Let the Competition Begin
The X Games is the Big Kahuna of extreme sports competition, and boardercross was part of the first Winter X Games in 1997. In fact, it was the longest running Winter X‑Games event until it was cut from the roster in 2013, a “business decision” that was supposedly made due to the waning popularity of the sport.
On the Olympics side, boardercross is still going strong (though it is called snowboard cross in the Olympics). It made its debut in the 2006 Winter Olympics.
Every boardercross course is a little different. They all slope downhill and are usually quite narrow. Since multiple riders (usually four) compete at a time, the narrowness of the course means getting competitive with your opponents to get–and stay–in the lead.
Courses include several features—steeps, flats, drops, berms, gap jumps, and so forth. Riders need to stay in control while navigating these obstacles, without losing any speed.
What You Need
The main piece of equipment needed for boardercross is, of course, a snowboard. The best boards for the sport are typically a little larger and heavier than your everyday freestyle board. You’ll want something with a relatively stiff flex that is fast and responsive.
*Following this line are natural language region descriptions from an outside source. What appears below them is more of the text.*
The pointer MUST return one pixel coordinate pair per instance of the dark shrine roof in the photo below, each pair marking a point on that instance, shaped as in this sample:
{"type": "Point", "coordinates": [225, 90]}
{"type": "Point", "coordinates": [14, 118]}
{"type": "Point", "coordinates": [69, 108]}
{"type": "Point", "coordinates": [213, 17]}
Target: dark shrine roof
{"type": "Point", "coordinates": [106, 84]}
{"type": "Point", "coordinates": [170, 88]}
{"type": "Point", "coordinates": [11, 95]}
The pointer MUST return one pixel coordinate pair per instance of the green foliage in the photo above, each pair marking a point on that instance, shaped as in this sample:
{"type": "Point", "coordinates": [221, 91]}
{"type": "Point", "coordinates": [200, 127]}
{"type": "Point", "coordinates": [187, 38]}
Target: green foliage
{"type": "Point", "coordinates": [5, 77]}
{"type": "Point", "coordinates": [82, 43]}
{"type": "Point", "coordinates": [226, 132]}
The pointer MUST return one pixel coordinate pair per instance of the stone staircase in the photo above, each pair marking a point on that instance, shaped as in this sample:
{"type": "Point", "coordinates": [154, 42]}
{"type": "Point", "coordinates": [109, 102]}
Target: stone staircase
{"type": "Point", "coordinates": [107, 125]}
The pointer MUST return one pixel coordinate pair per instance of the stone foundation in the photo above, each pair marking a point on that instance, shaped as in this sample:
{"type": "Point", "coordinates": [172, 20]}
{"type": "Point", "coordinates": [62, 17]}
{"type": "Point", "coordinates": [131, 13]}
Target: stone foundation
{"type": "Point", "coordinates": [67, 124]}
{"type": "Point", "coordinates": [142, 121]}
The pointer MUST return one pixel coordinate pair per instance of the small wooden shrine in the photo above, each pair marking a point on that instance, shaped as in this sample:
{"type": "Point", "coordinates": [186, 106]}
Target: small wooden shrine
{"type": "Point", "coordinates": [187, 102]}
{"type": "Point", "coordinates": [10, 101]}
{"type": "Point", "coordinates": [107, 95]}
Grab a full-face helmet (it can be a contact sport, after all), some tighter outwear (perhaps less stylish than traditionally baggier snowboard garb, but it helps minimize wind drag) and perhaps some protective gear to wear underneath your outerwear.
Oh Yes—You’ll Also Need Skills
Boardercross is a lot of fun—the course is built for speed, and the ups, downs and turns can feel a little bit like a roller coaster ride. If you consider yourself a skilled snowboarder who likes going high speeds and can straight-air 15 foot jumps, you’ll probably have quite a good time playing around on a course.
But it’s a whole different ballgame when you add a few other competitors to the course. Normally snowboarding isn’t done with other riders immediately beside you, so the feeling is a little unnatural at first. Crashes at high speeds and collisions are part of the sport. Impeccable control on the board is an absolute must.
Who to Watch For
There are strong athletes from several countries in boardercross, making it an especially exciting sport to watch. USA’s Scott Wescott has claimed gold in the men’s snowboard cross in both the 2006 and 2010 Winter Olympics, and he will definitely be one to watch in Sochi. Canada, France and Switzerland are also quite competitive—Maëlle Ricker of Canada places first in the women’s snowboard cross in 2010 (on her home mountain, Whistler) and will be competing once more in Sochi.
Boardercross is a fantastic sport for spectators, so be sure to check out the races in the 2014 Winter Olympic Games!